L’ookinète est une forme invasive et motile retrouvée seulement chez le moustique femelle infecté par Plasmodium. Il est caractérisé par une forme allongée et polarisée où l’extrémité la plus étroite correspond au pôle apical. Il diffère des autres stades invasifs du fait qu’il ne possède ni rhoptries ni granules denses à son pôle apical. En effet, il ne renferme qu’un seul type d’organite sécrétoire spécialisé : les micronèmes. Plusieurs rôles ont été attribués aux protéines micronèmales, par exemple la reconnaissance hôte-parasite ainsi que la liaison et la motilité à la surface des cellules épithéliales44,45. En résumé, les micronèmes jouent un rôle essentiel dans le processus d’invasion des cellules épithéliales, permettant au parasite de traverser la paroi intestinale du moustique.
Le rôle principal de l’oocyte est la production de sporozoïtes. De ce fait, contrairement aux formes invasives, il ne possède pas de pôle apical ni d’organites habituellement impliqués dans le processus d’invasion. Sur une période de 10 à 12 jours, les sporozoïtes vont se développer à l’intérieur de l’oocyte entraînant un gonflement de la MPP46. Au terme du processus de réplication, un seul oocyte contient des milliers de sporozoïtes. Finalement, ces derniers sont relâchés dans l’hémolymphe d’où ils migrent afin d’atteindre les glandes salivaires de l’anophèle47.

Le sporozoïte

Le stade sporozoïte a la particularité d’évoluer dans deux habitats très différents, l’insecte et l’humain, et d’y jouer des rôles essentiels. À l’instar du gamétocyte, le sporozoïte doit interagir avec différents types cellulaires et rapidement s’adapter à ce changement d’environnement. Pour ce faire, le parasite est pourvu d’un système de régulation transcriptionnelle tissue-spécifique hautement contrôlé et flexible48.

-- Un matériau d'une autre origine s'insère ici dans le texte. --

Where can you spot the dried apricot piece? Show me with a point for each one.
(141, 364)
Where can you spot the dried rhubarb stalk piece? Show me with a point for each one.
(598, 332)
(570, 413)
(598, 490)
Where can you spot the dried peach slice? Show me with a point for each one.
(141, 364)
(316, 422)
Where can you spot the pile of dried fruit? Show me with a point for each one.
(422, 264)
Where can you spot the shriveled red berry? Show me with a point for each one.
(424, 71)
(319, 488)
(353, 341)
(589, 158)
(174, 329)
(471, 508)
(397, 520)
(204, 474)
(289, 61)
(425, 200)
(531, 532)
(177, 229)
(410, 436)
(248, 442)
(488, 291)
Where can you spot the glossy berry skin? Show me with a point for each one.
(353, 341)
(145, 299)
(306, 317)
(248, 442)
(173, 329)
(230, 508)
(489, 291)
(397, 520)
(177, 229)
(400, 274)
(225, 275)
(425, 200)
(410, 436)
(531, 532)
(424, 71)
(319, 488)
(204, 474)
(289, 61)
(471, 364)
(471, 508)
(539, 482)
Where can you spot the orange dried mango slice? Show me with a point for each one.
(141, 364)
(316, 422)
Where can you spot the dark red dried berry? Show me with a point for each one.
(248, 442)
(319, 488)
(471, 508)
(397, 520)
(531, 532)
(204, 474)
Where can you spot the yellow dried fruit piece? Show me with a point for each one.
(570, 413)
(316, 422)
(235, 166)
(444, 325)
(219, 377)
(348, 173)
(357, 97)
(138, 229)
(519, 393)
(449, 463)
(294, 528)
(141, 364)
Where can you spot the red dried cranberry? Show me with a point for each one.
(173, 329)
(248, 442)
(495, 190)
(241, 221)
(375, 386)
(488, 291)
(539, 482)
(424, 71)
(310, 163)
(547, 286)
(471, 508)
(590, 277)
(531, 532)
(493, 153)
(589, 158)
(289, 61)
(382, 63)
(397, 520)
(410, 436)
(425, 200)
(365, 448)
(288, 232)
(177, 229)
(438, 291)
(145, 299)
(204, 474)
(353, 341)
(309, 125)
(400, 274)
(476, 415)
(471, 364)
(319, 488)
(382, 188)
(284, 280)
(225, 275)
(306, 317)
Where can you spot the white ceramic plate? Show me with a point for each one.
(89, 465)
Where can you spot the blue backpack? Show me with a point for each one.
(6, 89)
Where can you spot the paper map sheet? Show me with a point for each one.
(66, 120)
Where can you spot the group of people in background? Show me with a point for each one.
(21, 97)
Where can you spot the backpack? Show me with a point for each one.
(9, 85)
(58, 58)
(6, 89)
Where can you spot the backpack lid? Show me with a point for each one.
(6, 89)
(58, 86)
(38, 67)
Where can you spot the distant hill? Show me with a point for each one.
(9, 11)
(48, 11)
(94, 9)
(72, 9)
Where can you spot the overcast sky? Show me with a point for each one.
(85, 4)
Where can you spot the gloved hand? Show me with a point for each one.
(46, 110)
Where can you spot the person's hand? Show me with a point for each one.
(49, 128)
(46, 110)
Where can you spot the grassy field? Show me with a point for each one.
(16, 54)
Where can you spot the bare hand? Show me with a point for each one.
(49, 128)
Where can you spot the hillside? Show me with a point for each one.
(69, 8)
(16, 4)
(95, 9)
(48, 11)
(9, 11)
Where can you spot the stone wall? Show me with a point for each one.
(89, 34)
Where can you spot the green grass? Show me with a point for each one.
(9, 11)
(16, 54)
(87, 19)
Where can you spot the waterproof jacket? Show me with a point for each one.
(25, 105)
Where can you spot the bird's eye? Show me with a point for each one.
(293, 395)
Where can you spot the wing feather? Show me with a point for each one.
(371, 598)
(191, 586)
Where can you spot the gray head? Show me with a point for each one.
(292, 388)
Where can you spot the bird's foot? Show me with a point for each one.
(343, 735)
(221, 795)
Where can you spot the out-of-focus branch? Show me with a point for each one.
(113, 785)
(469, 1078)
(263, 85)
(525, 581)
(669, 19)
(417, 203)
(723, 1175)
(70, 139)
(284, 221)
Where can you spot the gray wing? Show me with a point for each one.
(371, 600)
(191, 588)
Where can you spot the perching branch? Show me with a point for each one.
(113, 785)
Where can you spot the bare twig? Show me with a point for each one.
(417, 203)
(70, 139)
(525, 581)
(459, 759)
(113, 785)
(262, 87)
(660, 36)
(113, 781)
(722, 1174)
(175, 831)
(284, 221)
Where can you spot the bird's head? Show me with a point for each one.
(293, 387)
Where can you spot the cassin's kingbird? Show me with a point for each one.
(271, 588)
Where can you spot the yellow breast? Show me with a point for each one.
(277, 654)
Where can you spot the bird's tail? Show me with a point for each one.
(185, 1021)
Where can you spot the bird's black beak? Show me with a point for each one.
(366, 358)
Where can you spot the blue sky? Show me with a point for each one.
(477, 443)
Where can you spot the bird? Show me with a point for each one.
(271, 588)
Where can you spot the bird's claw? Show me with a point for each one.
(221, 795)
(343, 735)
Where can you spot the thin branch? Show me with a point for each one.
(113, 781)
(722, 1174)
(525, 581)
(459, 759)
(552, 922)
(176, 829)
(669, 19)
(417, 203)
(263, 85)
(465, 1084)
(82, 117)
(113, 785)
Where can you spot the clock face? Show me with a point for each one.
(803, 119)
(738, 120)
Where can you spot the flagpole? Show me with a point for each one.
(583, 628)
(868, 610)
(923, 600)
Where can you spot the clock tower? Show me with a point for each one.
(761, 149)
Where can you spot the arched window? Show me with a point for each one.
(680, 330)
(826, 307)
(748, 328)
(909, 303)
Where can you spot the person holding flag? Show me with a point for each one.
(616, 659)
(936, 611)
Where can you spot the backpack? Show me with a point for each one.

Au cours de son existence, le sporozoïte va traverser et envahir plusieurs types cellulaires. Ce long trajet est possible grâce à la capacité motile du sporozoïte, laquelle provient principalement d’un moteur d’actine-myosine et de la protéine TRAP (« thrombospondin-related anonymus protein »). Cette protéine est sécrétée par les micronèmes à la surface du parasite et permet au parasite de se déplacer par glissement, en plus de lui permettre d’envahir les cellules cibles49. Une autre protéine importante pour le sporozoïte est la protéine circumsporozoïte (CSP). Il s’agit de la principale protéine de surface du sporozoïte qui, avec la protéine TRAP, est responsable de l’invasion des glandes salivaires en plus de l’adhésion et de l’invasion des hépatocytes50. Tout comme le mérozoïte, le sporozoïte possède un complexe apical composé de micronèmes et de rhoptries, bien qu’aucune granule dense n’ait été observée jusqu’à ce jour51.
En résumé, le parasite Plasmodium est un organisme polymorphique qui s’adapte très bien à ses différents hôtes. Chacun des stades se développe et se transforme en fonction de son environnement, et ce, toujours avec l’objectif final d’assurer la transmission entre l’insecte vecteur et l’hôte humain.